Observation properties
Cardinality restrictions on oml:Observation shown in Fig. 5 reflect the expectation that six core properties characterize an observation: featureOfInterest, observedProperty, procedure, phenomenonTime, resultTime and result. (Note that these cardinality constraints strictly confine users to the OWL 2 DL language profile, as the less expressive profiles OWL 2 RL, QL and EL do not permit these restrictions [41].)

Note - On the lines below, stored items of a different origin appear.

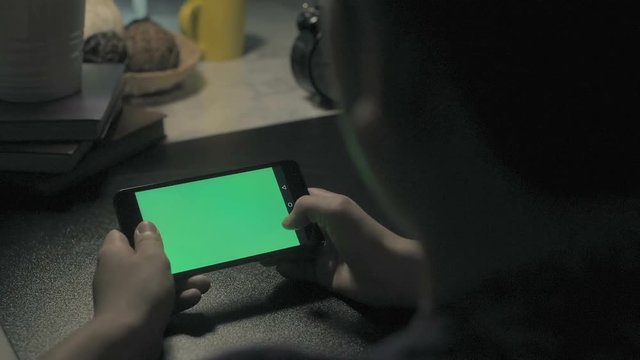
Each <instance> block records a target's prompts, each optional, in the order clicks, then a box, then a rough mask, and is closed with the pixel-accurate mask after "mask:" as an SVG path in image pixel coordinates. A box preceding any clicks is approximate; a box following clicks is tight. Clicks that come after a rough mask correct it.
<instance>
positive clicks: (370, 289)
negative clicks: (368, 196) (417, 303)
mask: <svg viewBox="0 0 640 360" xmlns="http://www.w3.org/2000/svg"><path fill="white" fill-rule="evenodd" d="M309 223H316V224H318V226H319V227H320V229H321V230H322V231H323V233H324V235H325V240H326V243H325V244H324V245H323V246H322V247H321V248H319V249H317V251H316V252H315V254H314V256H313V257H311V258H309V259H298V260H296V261H289V262H282V263H280V264H278V266H277V270H278V271H279V272H280V273H281V274H282V275H284V276H285V277H288V278H290V279H294V280H303V281H312V282H317V283H319V284H320V285H322V286H325V287H326V288H328V289H330V290H333V291H335V292H337V293H339V294H342V295H345V296H347V297H349V298H352V299H354V300H357V301H360V302H362V303H365V304H368V305H374V306H401V307H415V306H416V305H417V302H418V297H419V294H420V292H421V290H422V287H423V283H424V281H425V272H426V269H425V266H424V254H423V251H422V247H421V246H420V244H419V243H418V242H417V241H414V240H410V239H406V238H403V237H401V236H399V235H396V234H394V233H393V232H391V231H390V230H388V229H387V228H385V227H384V226H382V225H381V224H380V223H378V222H377V221H375V220H374V219H373V218H371V217H370V216H369V215H368V214H367V213H365V212H364V211H363V210H362V209H361V208H360V207H359V206H358V205H357V204H356V203H355V202H354V201H353V200H351V199H349V198H348V197H346V196H344V195H340V194H336V193H332V192H329V191H327V190H323V189H316V188H310V189H309V195H305V196H302V197H300V198H299V199H298V200H297V201H296V203H295V205H294V208H293V210H292V211H291V214H289V216H288V217H287V218H285V219H284V221H283V226H284V227H285V228H288V229H300V228H302V227H304V226H306V225H308V224H309Z"/></svg>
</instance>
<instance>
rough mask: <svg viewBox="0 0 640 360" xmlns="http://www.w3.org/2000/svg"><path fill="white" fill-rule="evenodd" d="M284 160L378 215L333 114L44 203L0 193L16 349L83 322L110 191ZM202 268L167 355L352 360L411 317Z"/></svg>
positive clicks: (121, 164) (317, 183)
mask: <svg viewBox="0 0 640 360" xmlns="http://www.w3.org/2000/svg"><path fill="white" fill-rule="evenodd" d="M281 159H294V160H296V161H298V162H299V164H300V165H301V167H302V171H303V173H304V174H305V177H306V178H307V182H308V184H309V185H310V186H320V187H325V188H328V189H332V190H334V191H337V192H342V193H346V194H349V195H351V196H352V197H353V198H354V199H355V200H356V201H358V202H359V203H361V205H362V206H363V207H364V208H365V209H366V210H368V211H369V212H370V213H372V214H373V215H374V217H378V218H380V211H379V210H378V209H377V208H376V207H375V206H374V204H373V203H372V201H371V200H370V198H369V196H368V194H367V192H366V190H365V189H364V188H363V185H362V183H361V181H360V180H359V178H358V177H357V175H356V172H355V170H354V168H353V165H352V164H351V162H350V160H349V159H348V156H347V154H346V151H345V148H344V146H343V145H342V142H341V141H340V138H339V135H338V129H337V125H336V118H334V117H329V118H320V119H316V120H307V121H300V122H293V123H289V124H285V125H277V126H272V127H266V128H261V129H254V130H249V131H243V132H237V133H230V134H226V135H219V136H214V137H208V138H202V139H197V140H191V141H186V142H179V143H171V144H166V145H161V146H157V147H155V148H152V149H150V150H149V151H147V152H145V153H143V154H141V155H140V156H138V157H135V158H133V159H130V160H129V161H127V162H125V163H123V164H121V165H120V166H118V167H116V168H114V169H112V170H111V171H110V173H109V175H108V176H106V177H104V178H100V177H99V178H97V179H95V180H94V181H92V182H89V183H88V184H85V185H82V186H78V187H76V188H75V189H73V190H72V191H71V192H70V193H68V194H65V195H62V196H59V197H57V198H54V199H50V200H48V201H42V200H38V199H29V198H24V197H22V195H21V194H11V195H6V194H5V195H3V196H4V198H3V199H2V202H1V203H0V274H2V276H1V277H0V294H2V296H1V297H0V324H2V326H3V327H4V330H5V332H6V333H7V337H8V338H9V340H10V341H11V342H12V343H13V346H14V348H15V350H16V352H17V354H18V356H19V357H20V358H21V359H31V358H34V357H36V355H37V354H39V353H41V352H42V351H44V350H45V349H47V348H49V347H51V346H52V345H53V344H55V343H56V342H58V341H60V340H61V339H63V338H64V337H65V336H66V335H68V334H69V333H70V332H72V331H73V330H74V329H76V328H78V327H79V326H81V325H82V324H83V323H84V322H86V321H87V320H89V319H90V318H91V315H92V305H91V281H92V276H93V271H94V267H95V262H96V253H97V250H98V248H99V246H100V244H101V241H102V239H103V236H104V234H106V233H107V231H108V230H110V229H111V228H114V227H116V226H117V221H116V217H115V214H114V211H113V208H112V204H111V198H112V196H113V194H114V193H115V192H116V191H117V190H118V189H119V188H122V187H125V186H131V185H138V184H143V183H146V182H151V181H162V180H169V179H175V178H179V177H184V176H191V175H196V174H203V173H208V172H216V171H221V170H225V169H230V168H235V167H242V166H248V165H252V164H257V163H263V162H269V161H275V160H281ZM208 276H209V277H210V278H211V280H212V283H213V287H212V289H211V291H210V292H209V293H208V294H207V295H206V296H205V297H204V299H203V300H202V302H201V303H200V304H199V305H198V306H196V307H195V308H194V309H192V310H190V311H188V312H186V313H184V314H181V315H178V316H176V317H175V318H174V319H173V321H172V323H171V324H170V326H169V329H168V331H167V337H166V341H165V357H166V358H178V357H179V358H181V359H202V358H203V357H206V356H207V355H211V354H217V353H220V352H224V351H228V350H230V349H233V348H237V347H242V346H248V345H256V344H258V345H260V344H289V345H292V346H296V347H300V348H303V349H308V350H310V351H312V352H317V353H323V354H327V355H333V356H337V355H341V356H345V357H352V356H355V355H357V354H361V353H362V352H363V351H365V349H366V348H367V346H368V345H369V344H371V343H372V342H375V341H377V340H379V339H380V338H382V337H383V336H385V335H386V334H388V333H389V332H391V331H393V330H394V329H396V328H398V327H399V326H401V325H402V324H404V323H405V322H406V320H407V318H408V314H406V313H401V312H390V311H374V310H371V309H368V308H366V307H362V306H359V305H357V304H353V303H349V302H347V301H345V300H343V299H339V298H337V297H335V296H333V295H332V294H330V293H328V292H326V291H323V290H322V289H320V288H318V287H315V286H311V285H301V284H295V283H291V282H289V281H286V280H284V279H282V278H281V277H280V276H279V275H278V274H277V273H276V272H275V271H274V270H272V269H268V268H263V267H261V266H260V265H258V264H249V265H245V266H241V267H237V268H232V269H227V270H222V271H218V272H214V273H210V274H208Z"/></svg>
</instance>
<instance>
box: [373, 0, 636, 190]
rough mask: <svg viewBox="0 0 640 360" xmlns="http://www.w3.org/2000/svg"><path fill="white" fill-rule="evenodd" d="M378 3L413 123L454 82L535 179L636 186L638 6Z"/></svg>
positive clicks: (423, 3) (588, 3) (489, 127)
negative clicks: (425, 89) (444, 77)
mask: <svg viewBox="0 0 640 360" xmlns="http://www.w3.org/2000/svg"><path fill="white" fill-rule="evenodd" d="M377 5H378V6H377V7H376V8H377V10H378V12H377V18H378V19H379V20H380V21H381V23H383V24H384V26H385V35H384V36H385V37H386V39H385V40H384V41H383V44H384V45H383V46H385V47H386V48H385V49H384V52H385V55H384V56H385V64H386V65H385V66H390V67H392V68H393V69H392V70H388V71H387V73H388V76H387V77H388V79H385V86H386V87H387V88H392V89H393V90H392V91H393V92H394V95H393V96H392V100H390V101H392V102H393V104H388V105H391V106H394V108H398V109H401V110H400V111H404V112H405V115H404V116H400V117H401V118H403V119H404V121H407V122H409V123H407V127H409V126H411V127H413V128H415V127H420V126H421V125H420V124H418V123H417V122H423V121H425V120H426V121H430V119H429V112H430V110H429V106H434V105H433V104H431V105H429V104H430V102H433V101H435V100H432V99H430V98H431V97H433V96H437V92H438V88H439V87H441V86H442V87H443V88H444V86H445V85H446V84H445V83H448V84H450V85H449V86H451V85H453V86H454V87H455V88H456V91H458V92H459V93H460V94H461V95H462V98H463V99H464V103H465V104H466V105H467V106H469V108H470V109H471V111H472V112H473V113H475V115H477V117H476V122H477V127H478V129H479V130H480V131H481V133H483V134H484V135H485V138H486V139H487V141H488V143H489V147H490V148H491V150H493V152H494V153H495V155H496V157H497V158H498V159H500V160H501V161H502V162H503V163H504V164H505V165H506V166H507V167H508V168H510V169H512V170H513V171H514V172H515V173H517V174H519V175H520V176H521V177H522V178H523V179H524V181H525V182H528V183H530V184H531V185H533V186H534V187H536V188H538V189H541V190H543V191H546V192H553V193H567V194H572V195H575V194H580V193H593V192H610V193H618V194H628V193H630V192H633V191H636V190H638V188H640V186H639V184H640V166H639V164H640V131H638V130H637V129H638V128H640V55H639V54H640V49H638V47H639V45H638V44H640V22H639V21H637V16H636V15H637V13H636V12H635V11H634V10H633V9H635V5H634V4H633V3H632V2H630V1H629V2H622V1H620V2H604V1H601V2H582V1H513V0H489V1H482V2H480V1H455V0H442V1H420V0H409V1H401V2H397V1H391V0H380V1H378V2H377ZM443 74H444V76H445V77H446V80H443ZM434 82H435V84H434ZM425 85H426V86H425ZM425 87H426V88H429V90H428V91H425V90H424V89H425ZM416 94H422V96H417V95H416ZM425 104H426V106H425ZM425 109H426V110H425ZM421 111H422V115H423V116H416V114H420V113H421ZM425 111H426V113H425ZM411 114H413V116H412V115H411ZM414 131H415V130H414ZM425 131H426V130H425Z"/></svg>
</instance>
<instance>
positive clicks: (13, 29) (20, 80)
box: [0, 0, 85, 102]
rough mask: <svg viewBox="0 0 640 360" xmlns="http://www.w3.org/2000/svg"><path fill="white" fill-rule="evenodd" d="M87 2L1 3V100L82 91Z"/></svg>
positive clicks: (46, 100) (19, 1)
mask: <svg viewBox="0 0 640 360" xmlns="http://www.w3.org/2000/svg"><path fill="white" fill-rule="evenodd" d="M84 6H85V0H0V100H5V101H14V102H38V101H47V100H53V99H57V98H61V97H64V96H67V95H70V94H73V93H75V92H77V91H79V90H80V84H81V80H82V79H81V76H82V44H83V40H82V30H83V27H84Z"/></svg>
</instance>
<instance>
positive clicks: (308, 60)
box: [291, 2, 337, 108]
mask: <svg viewBox="0 0 640 360" xmlns="http://www.w3.org/2000/svg"><path fill="white" fill-rule="evenodd" d="M297 26H298V31H299V34H298V36H297V37H296V39H295V41H294V43H293V47H292V48H291V70H292V71H293V77H294V78H295V79H296V82H297V83H298V85H299V86H300V87H301V88H303V89H304V90H305V91H307V92H308V93H309V94H310V95H311V98H312V100H313V101H314V102H315V103H316V104H318V105H320V106H322V107H325V108H333V107H335V103H336V100H337V94H336V90H335V84H334V81H333V80H332V77H331V74H332V64H331V62H330V60H329V58H328V56H327V54H326V50H324V48H325V47H326V45H323V44H324V42H323V41H322V31H320V7H319V6H318V5H317V3H315V2H314V3H304V4H303V5H302V12H301V13H300V14H299V15H298V19H297Z"/></svg>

The key properties from om-lite are represented as shown in Table 1. The oml:resultTime property captures the time when the result became available. This is usually approximately contemporaneous, and usefully tied to the conventional clock and calendar, so the data-type used is xsd:dateTime. On the other hand, the oml:phenomenonTime property provides the time the result applies to the observed-property in the world. Its range is the more general oml:TemporalObject, since observations may estimate the value of a property at a wider range of times than is supported by the dateTime datatype. (Note that OWL-Time [17] is also not sufficient, for reasons explained in [13].) There is no global restriction on the range of oml:featureOfInterest or oml:observedProperty, since a generic model must accommodate observations of any property characterizing a feature or object from any application domain. Likewise, the range of oml:result is not specified for the generic observation class, since property values may have many types and may be characterized in many different ways. Nevertheless, a subset of the specialized O&M observation classes is implemented using local restrictions on the type of oml:result, including oml:Measurement, oml:TruthObservation, etc.

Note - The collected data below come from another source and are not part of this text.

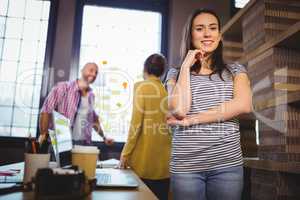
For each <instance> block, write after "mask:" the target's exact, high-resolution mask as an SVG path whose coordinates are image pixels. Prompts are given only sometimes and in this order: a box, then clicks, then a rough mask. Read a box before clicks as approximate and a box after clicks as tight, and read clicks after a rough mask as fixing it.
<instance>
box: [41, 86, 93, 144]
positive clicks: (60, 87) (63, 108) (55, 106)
mask: <svg viewBox="0 0 300 200" xmlns="http://www.w3.org/2000/svg"><path fill="white" fill-rule="evenodd" d="M87 95H88V102H89V112H88V117H87V120H86V123H84V124H83V126H84V127H83V132H84V133H83V134H84V140H85V142H86V143H88V144H90V143H91V141H92V128H93V124H94V122H95V120H96V118H97V117H98V116H97V114H96V113H95V111H94V108H93V105H94V101H95V96H94V93H93V92H92V90H91V89H90V88H89V89H88V93H87ZM80 99H81V92H80V89H79V87H78V84H77V81H70V82H59V83H57V84H56V85H55V86H54V88H52V90H51V91H50V93H49V95H48V96H47V98H46V100H45V102H44V105H43V107H42V110H41V112H43V113H52V112H53V111H54V110H55V111H57V112H59V113H61V114H63V115H64V116H65V117H67V118H68V119H70V122H71V129H72V130H73V126H74V122H75V118H76V113H77V110H78V107H79V105H80ZM49 128H53V124H52V123H51V122H50V127H49Z"/></svg>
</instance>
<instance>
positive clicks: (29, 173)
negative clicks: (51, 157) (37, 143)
mask: <svg viewBox="0 0 300 200" xmlns="http://www.w3.org/2000/svg"><path fill="white" fill-rule="evenodd" d="M49 160H50V154H49V153H47V154H38V153H25V164H24V178H23V183H24V184H27V183H30V182H31V181H32V179H33V178H34V177H35V174H36V172H37V171H38V169H40V168H46V167H48V166H49Z"/></svg>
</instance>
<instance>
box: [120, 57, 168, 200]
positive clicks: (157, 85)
mask: <svg viewBox="0 0 300 200" xmlns="http://www.w3.org/2000/svg"><path fill="white" fill-rule="evenodd" d="M165 68H166V60H165V58H164V57H163V56H162V55H159V54H153V55H151V56H149V57H148V58H147V59H146V61H145V63H144V79H145V80H144V81H141V82H138V83H136V84H135V85H134V95H133V112H132V119H131V124H130V129H129V134H128V139H127V142H126V144H125V146H124V148H123V151H122V153H121V158H120V166H121V168H126V167H127V166H130V167H131V168H132V170H134V171H135V173H136V174H137V175H138V176H139V177H140V178H141V179H142V180H143V181H144V182H145V184H146V185H147V186H148V187H149V188H150V189H151V190H152V192H153V193H154V194H155V195H156V196H157V197H158V198H159V199H160V200H167V199H168V192H169V161H170V149H171V136H170V134H169V131H168V128H167V125H166V113H167V111H168V107H167V91H166V90H165V88H164V86H163V84H162V82H161V81H160V79H159V77H160V76H161V75H162V74H163V73H164V71H165Z"/></svg>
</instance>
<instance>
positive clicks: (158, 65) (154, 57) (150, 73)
mask: <svg viewBox="0 0 300 200" xmlns="http://www.w3.org/2000/svg"><path fill="white" fill-rule="evenodd" d="M166 66H167V61H166V58H165V57H164V56H163V55H161V54H152V55H150V56H149V57H148V58H147V59H146V60H145V63H144V71H145V72H147V73H148V74H149V75H154V76H157V77H160V76H161V75H162V74H163V73H164V71H165V68H166Z"/></svg>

Sampling feature properties
Om-lite includes one significant change from the O&M conceptual model shown in Fig. 3. In the original model, a SamplingFeature could substitute for the feature-of-interest, with the ultimate feature-of-interest available via the sampledFeature property. An informal constraint that the observed-property was commensurate with the type of the feature-of-interest required some slippery logic to satisfy. In the OWL interpretation we clarify the semantics by separating the (optional) sampling-strategy from the (mandatory) feature-of-interest, and the latter is always the ‘ultimate’ feature-of-interest associated with the observed-property.
The ontology for sampling features, known as “sam-lite” (namespace prefix “samfl:”) includes all the classes from the O&M Sampling Features model (Fig. 6). Table 2 describes the representation in sam-lite of the key properties from O&M sampling features.

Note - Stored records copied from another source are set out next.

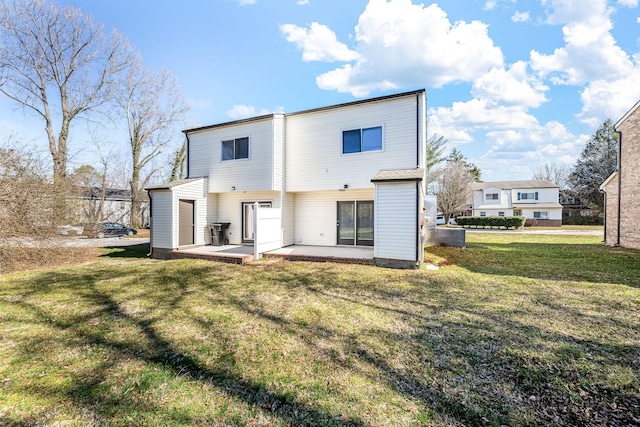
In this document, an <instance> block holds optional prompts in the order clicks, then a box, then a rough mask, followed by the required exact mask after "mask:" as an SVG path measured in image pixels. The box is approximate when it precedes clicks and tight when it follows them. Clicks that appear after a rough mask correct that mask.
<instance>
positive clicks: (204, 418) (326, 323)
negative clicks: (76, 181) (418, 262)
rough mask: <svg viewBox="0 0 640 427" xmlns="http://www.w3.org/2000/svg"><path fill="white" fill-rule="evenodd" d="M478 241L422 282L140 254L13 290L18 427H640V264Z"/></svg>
mask: <svg viewBox="0 0 640 427" xmlns="http://www.w3.org/2000/svg"><path fill="white" fill-rule="evenodd" d="M467 237H468V239H467V240H468V244H469V247H468V248H467V249H455V248H428V249H427V251H426V257H427V259H428V261H429V262H430V263H432V264H434V265H439V266H440V267H439V268H438V269H423V270H420V271H400V270H390V269H380V268H375V267H370V266H357V265H340V264H331V263H302V262H300V263H288V262H274V261H271V260H265V261H260V262H257V263H254V264H252V265H244V266H236V265H229V264H221V263H214V262H208V261H195V260H179V261H156V260H150V259H147V258H145V257H144V254H145V253H146V248H145V247H143V246H140V247H136V246H133V247H129V248H122V249H110V250H108V251H107V252H105V253H104V254H103V256H101V257H100V258H97V259H96V260H94V261H90V262H85V263H82V264H79V265H75V266H62V267H58V268H49V269H43V270H35V271H29V272H20V273H12V274H7V275H4V276H0V424H3V425H15V426H28V425H70V426H102V425H122V426H129V425H152V426H157V425H185V426H187V425H217V426H235V425H238V426H245V425H256V426H258V425H269V426H289V425H310V426H311V425H314V426H315V425H322V426H331V425H335V426H342V425H345V426H347V425H348V426H414V425H437V426H440V425H495V426H500V425H514V426H515V425H517V426H521V425H594V426H600V425H602V426H605V425H606V426H612V425H637V424H640V378H639V372H640V348H639V343H640V283H639V281H640V279H639V278H640V252H638V251H632V250H625V249H622V248H609V247H606V246H603V245H602V243H600V241H601V237H587V236H582V237H581V236H555V235H554V236H552V235H523V234H509V233H467Z"/></svg>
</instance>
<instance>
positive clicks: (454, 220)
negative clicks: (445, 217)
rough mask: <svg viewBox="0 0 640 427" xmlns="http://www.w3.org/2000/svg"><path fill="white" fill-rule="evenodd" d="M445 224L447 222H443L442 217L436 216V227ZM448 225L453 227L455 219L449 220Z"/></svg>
mask: <svg viewBox="0 0 640 427" xmlns="http://www.w3.org/2000/svg"><path fill="white" fill-rule="evenodd" d="M446 223H447V222H446V221H445V220H444V215H442V214H438V216H437V217H436V225H445V224H446ZM449 224H451V225H455V224H456V219H455V218H453V217H451V218H449Z"/></svg>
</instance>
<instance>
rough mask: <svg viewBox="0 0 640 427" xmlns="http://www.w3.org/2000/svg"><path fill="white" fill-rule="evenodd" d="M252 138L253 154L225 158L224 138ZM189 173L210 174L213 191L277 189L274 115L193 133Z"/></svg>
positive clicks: (189, 142)
mask: <svg viewBox="0 0 640 427" xmlns="http://www.w3.org/2000/svg"><path fill="white" fill-rule="evenodd" d="M243 137H248V138H249V158H248V159H238V160H224V161H223V160H222V151H221V150H222V141H228V140H233V139H236V138H243ZM189 176H190V177H205V176H208V177H209V191H211V192H213V193H224V192H227V191H231V187H235V188H236V191H259V190H272V189H274V125H273V119H272V118H271V117H267V118H265V119H262V120H256V121H249V122H247V123H238V124H235V125H229V126H220V127H215V128H211V129H204V130H201V131H197V132H193V133H190V134H189Z"/></svg>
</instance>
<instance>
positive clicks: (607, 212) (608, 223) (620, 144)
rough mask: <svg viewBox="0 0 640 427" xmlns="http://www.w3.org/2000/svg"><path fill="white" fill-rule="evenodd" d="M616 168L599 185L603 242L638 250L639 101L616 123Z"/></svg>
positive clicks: (639, 174)
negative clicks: (600, 195) (603, 236)
mask: <svg viewBox="0 0 640 427" xmlns="http://www.w3.org/2000/svg"><path fill="white" fill-rule="evenodd" d="M615 129H616V132H617V133H618V168H617V170H616V171H615V172H613V173H612V174H611V175H610V176H609V177H608V178H607V179H606V180H605V181H604V182H603V183H602V185H601V186H600V189H601V190H602V191H604V192H605V196H606V197H605V231H604V233H605V236H604V237H605V243H606V244H607V245H611V246H623V247H627V248H634V249H640V227H639V226H638V218H637V217H638V211H639V210H640V101H639V102H638V103H636V105H634V106H633V108H631V110H629V111H628V112H627V113H626V114H625V115H624V116H623V117H622V118H621V119H620V120H619V121H618V122H617V123H616V124H615Z"/></svg>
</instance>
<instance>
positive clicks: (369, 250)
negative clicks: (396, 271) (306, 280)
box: [171, 245, 373, 265]
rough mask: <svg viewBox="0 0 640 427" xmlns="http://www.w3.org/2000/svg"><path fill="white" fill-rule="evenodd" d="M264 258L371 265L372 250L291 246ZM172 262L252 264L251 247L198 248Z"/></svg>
mask: <svg viewBox="0 0 640 427" xmlns="http://www.w3.org/2000/svg"><path fill="white" fill-rule="evenodd" d="M262 256H263V257H264V258H281V259H286V260H289V261H313V262H339V263H346V264H365V265H373V248H372V247H349V246H302V245H292V246H287V247H284V248H280V249H276V250H274V251H269V252H265V253H263V254H262ZM171 258H172V259H181V258H195V259H207V260H211V261H219V262H228V263H233V264H244V263H247V262H251V261H253V260H254V259H253V246H241V245H225V246H199V247H194V248H188V249H181V250H177V251H173V252H172V253H171Z"/></svg>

A cardinality restriction on samfl:SamplingFeature reflects the expectation that at least one samfl:sampledFeature property will be present, whose value indicates the intention of the sampling feature. No local or global restriction on the range of samfl:sampledFeature is provided, since a generic model must accommodate sampling any feature or object.
Sampling of a feature of interest is frequently achieved using a spatially-defined subset. This is represented by the subclass samfl:SpatialSamplingFeature, which has a functional property samfl:shape, whose range is samfl:GeometryObject. Specific subclasses restrict the type of samfl:shape, corresponding to common practice particularly in earth and environmental sciences, following the taxonomy described in O&M [9,29], which was influenced by Climate Science Modeling Language [47].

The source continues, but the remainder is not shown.